Prepper und Rechtsextremismus

Einige subjektive Betrachtungen zur Thematik des Rechtsextremismus in der Prepperszene, die vielfach in den Medien aufgegriffen und verbreitet wird. Sind Prepper Nazis?

Um die Antwort vorwegzunehmen: Nein. Prepper sind keine Nazis. Aber es gibt sicherlich Nazis, die sind Prepper bzw. geben sich wie solche. Das ist kein Paradoxon, sondern ein zutreffendes und simples Modell der digital augmentierten Realität.

#iprep

In der öffentlichen Wahrnehmung stellt der Begriff "Nazi" schon seit geraumer Zeit das Totschlagargument schlechthin dar. Willst du jemanden aus einer bestimmten Position entfernen, seine Stelle einnehmen oder ihn einfach nur diskreditieren?
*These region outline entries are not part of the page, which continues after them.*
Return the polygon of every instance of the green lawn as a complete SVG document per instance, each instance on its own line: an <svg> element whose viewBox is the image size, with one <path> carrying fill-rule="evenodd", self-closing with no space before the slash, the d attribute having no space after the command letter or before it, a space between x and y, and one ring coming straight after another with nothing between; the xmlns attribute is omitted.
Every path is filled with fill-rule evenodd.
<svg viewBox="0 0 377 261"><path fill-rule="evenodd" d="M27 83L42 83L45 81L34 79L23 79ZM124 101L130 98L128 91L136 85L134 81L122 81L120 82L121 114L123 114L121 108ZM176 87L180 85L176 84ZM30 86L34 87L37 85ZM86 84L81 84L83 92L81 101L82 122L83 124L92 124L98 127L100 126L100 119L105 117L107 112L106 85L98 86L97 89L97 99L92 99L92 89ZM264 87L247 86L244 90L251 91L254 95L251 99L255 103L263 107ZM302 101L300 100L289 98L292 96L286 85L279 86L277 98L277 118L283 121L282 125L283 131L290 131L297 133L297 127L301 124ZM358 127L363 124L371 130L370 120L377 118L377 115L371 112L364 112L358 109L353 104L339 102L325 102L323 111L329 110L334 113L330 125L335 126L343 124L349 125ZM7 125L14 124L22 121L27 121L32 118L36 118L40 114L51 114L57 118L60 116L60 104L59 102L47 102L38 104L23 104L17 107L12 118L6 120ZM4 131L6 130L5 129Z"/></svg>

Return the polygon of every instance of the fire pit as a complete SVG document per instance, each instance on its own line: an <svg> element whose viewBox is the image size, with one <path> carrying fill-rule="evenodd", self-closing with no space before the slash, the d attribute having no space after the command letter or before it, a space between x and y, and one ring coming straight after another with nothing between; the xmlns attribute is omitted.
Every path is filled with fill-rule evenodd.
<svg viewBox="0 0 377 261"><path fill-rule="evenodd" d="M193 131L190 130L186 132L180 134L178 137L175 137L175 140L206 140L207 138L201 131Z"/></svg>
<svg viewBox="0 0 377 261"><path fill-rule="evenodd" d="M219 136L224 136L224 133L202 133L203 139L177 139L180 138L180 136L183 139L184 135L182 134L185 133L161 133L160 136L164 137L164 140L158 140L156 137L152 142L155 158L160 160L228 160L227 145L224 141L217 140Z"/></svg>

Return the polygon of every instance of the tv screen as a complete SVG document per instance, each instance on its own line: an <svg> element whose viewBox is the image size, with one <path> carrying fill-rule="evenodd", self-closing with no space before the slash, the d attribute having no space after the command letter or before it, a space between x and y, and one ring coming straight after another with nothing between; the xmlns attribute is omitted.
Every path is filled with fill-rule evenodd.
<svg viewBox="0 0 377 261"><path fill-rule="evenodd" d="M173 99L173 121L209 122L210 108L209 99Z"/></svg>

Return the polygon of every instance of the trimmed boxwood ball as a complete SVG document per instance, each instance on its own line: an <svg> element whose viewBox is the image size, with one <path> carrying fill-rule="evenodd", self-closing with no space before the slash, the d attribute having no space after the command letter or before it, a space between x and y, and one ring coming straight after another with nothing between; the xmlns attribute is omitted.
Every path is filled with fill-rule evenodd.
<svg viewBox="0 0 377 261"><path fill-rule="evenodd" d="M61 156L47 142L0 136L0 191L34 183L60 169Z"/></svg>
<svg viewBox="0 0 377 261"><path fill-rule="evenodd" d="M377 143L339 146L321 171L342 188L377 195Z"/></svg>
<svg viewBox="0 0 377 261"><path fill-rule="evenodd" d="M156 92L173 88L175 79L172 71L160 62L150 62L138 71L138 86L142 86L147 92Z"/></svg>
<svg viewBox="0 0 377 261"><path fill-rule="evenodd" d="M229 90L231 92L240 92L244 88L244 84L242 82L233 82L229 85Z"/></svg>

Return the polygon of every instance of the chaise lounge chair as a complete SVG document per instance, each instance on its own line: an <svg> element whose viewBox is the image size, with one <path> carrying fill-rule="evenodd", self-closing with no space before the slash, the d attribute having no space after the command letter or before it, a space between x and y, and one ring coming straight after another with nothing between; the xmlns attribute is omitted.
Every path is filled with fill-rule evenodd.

Wende Godwins's Law an und bringe ihn in Verbindung mit Nationalsozialismus. Dann ist er öffentlich erledigt. Während hierzulande Menschen aus dem linksextremistischen Spektrum es immerhin bis zu Amt und Würden am Bundesverfassungsgericht bringen, ist der Anwurf "Nazi" noch immer geeignet, eine Person oder Gruppe ins gesellschaftliche Aus zu kicken.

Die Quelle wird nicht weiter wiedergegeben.